The suggestion by Counsel for the defendants is that since the plaintiffs withdrew from the Saikile community project, they have forfeited their right to be paid royalty payments. They have refused, said counsel, to accept royalty payments.


When one looks at the evidence of the 1st defendant and Nelson Huti contained in their respective affidavits filed on 15 April 1992, it is obvious that there has been a rift between the plaintiffs and the 1st defendant which led to the plaintiffs resigning from the Chief's Committee in April 1986. There appears to be no resolution to that rift as yet despite attempts to find settlement had been made by both sides. The action brought by the plaintiffs is clearly a consequence of that rift.


I feel it is worth noting the plaintiffs' claim here in the main action. The plaintiffs claim as follows:


  1. An injunction restraining each and everyone of the defendants from dealing in any accounts in the name of Saikile Chief's Committee;
  2. An account to be produced by the defendants showing all funds received from Kalena Timber Company Limited by way of royalties and how such funds have been distributed.
  3. Damages for breach of contract.

It seems that the plaintiff's claim of entitlement to the royalty payments as envisaged by the question sought to be answered, stems from the contract (and I take that to mean the timber rights agreement signed on 29 March 1984) which they and the defendants signed with the company. Counsel for the plaintiffs clearly relied on the timber rights agreement arguing that the defendants had been in breach of the provisions of that agreement when they refused to give royalty payments to the plaintiffs.

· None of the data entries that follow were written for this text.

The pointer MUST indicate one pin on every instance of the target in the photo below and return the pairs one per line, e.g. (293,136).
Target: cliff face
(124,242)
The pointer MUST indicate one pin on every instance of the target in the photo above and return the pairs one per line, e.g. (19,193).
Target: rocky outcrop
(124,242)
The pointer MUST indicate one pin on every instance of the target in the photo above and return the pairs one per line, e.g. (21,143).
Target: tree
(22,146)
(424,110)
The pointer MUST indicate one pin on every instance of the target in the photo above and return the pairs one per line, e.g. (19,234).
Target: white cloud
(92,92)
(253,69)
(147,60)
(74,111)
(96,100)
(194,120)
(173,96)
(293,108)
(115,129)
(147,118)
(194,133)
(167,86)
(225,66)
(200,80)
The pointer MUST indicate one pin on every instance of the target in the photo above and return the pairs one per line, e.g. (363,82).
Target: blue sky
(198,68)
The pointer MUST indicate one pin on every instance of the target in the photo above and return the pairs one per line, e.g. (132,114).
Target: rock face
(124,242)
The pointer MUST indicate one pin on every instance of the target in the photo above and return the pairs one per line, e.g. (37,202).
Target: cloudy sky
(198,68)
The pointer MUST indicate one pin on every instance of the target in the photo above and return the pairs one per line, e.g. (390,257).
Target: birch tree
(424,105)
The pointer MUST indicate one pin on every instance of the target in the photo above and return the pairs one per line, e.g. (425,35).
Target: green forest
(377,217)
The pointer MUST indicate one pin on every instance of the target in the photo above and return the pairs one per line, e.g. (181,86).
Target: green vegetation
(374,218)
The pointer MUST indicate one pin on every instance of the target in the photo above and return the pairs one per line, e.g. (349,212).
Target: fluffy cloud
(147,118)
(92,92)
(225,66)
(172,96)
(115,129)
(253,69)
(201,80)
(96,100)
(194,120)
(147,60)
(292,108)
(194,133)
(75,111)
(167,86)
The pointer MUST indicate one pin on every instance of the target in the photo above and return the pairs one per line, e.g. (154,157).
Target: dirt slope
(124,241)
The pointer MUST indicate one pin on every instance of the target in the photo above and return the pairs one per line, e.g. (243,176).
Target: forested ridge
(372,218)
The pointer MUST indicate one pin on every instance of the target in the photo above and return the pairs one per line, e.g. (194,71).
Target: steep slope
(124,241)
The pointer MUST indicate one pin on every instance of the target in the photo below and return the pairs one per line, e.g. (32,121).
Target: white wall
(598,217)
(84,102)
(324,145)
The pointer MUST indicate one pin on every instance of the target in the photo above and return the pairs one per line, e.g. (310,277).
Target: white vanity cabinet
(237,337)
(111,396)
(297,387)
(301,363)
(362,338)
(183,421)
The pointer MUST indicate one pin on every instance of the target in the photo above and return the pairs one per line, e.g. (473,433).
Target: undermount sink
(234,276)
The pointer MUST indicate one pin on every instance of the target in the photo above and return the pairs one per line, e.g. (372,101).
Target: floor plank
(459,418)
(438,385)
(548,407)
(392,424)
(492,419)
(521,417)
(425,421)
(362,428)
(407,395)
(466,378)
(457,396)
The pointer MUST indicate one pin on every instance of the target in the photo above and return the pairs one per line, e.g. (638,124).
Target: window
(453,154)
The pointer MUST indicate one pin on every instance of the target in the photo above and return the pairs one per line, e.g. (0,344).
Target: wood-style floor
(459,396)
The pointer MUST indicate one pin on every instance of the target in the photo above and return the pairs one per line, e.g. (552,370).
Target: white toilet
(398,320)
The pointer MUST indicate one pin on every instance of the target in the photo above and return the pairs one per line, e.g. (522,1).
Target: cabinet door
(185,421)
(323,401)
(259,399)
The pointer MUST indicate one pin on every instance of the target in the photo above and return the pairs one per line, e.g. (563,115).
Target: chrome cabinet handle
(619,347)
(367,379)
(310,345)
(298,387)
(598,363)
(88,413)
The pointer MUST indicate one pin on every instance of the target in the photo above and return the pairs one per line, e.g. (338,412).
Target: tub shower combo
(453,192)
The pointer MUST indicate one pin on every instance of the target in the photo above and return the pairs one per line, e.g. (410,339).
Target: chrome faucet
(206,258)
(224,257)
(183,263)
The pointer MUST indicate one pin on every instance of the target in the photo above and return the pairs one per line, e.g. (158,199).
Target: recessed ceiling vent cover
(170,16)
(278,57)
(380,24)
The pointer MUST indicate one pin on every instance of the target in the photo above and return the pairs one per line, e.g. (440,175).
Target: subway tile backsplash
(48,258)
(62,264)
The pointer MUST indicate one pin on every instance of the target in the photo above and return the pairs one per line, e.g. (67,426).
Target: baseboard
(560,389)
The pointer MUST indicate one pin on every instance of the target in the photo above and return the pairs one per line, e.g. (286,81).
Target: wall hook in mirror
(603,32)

In support of his argument, Counsel for plaintiffs also relied on the case of TOVUA & Ors -v- Meki & Ors [1988-89] SILR 74 where the Court held that Earthmovers Solomons Ltd, a company extracting timber in Machevona Land, was bound to pay royalties to persons with whom it signed an agreement to acquire timber rights in the said land. When one considers the circumstances in that case and those in the present case, there is an obvious distinction to be observed.


Whereas in Tovua & Ors -v- Meki the timber rights agreement was signed between the company and representatives of those entitled to grant timber rights in the land in question, in the present case the agreement had been signed between the company and the Chief's Committee who in turn distribute royalties to the representatives of those entitled to be paid royalties. As such when the rule in Tovua & Ors -v- Meki & Ors is applied to the present case, the company was bound to pay royalties to the Chief's Committee who signed the agreement with the company. In fact that had been done in the present case. The rights of the plaintiffs to be given shares of the royalties, to be distributed to them by the Chiefs Committee is outside the principle enunciated in Tovua & Ors -v- Meki & Ors case.


Having said that the question of whether the plaintiffs are entitled to the royalty payments still remains to be answered. Counsel for the defendants stated that the defendants do not dispute that the plaintiffs are entitled to the royalties but said that since the plaintiffs had withdrawn from the Chief's Committee and had refused to accept royalty payments, they should not be paid. Counsel argued that the plaintiffs are asking for something which they had already refused to accept.


I feel the plaintiffs' right to a share of the royalty payments in this case can be better discovered when their claim in paragraph 3, as mentioned above, has been dealt with. This application is not the time in which that can be done. If it were so, I agree with Counsel for the defendants, that the Court would be giving judgement on the very issue raised by plaintiffs in their main action.


In those circumstances, I feel I must exercise the Court's discretion and refuse the application.


The result of both applications is that they are both refused and in the circumstances, each party should bear their own costs.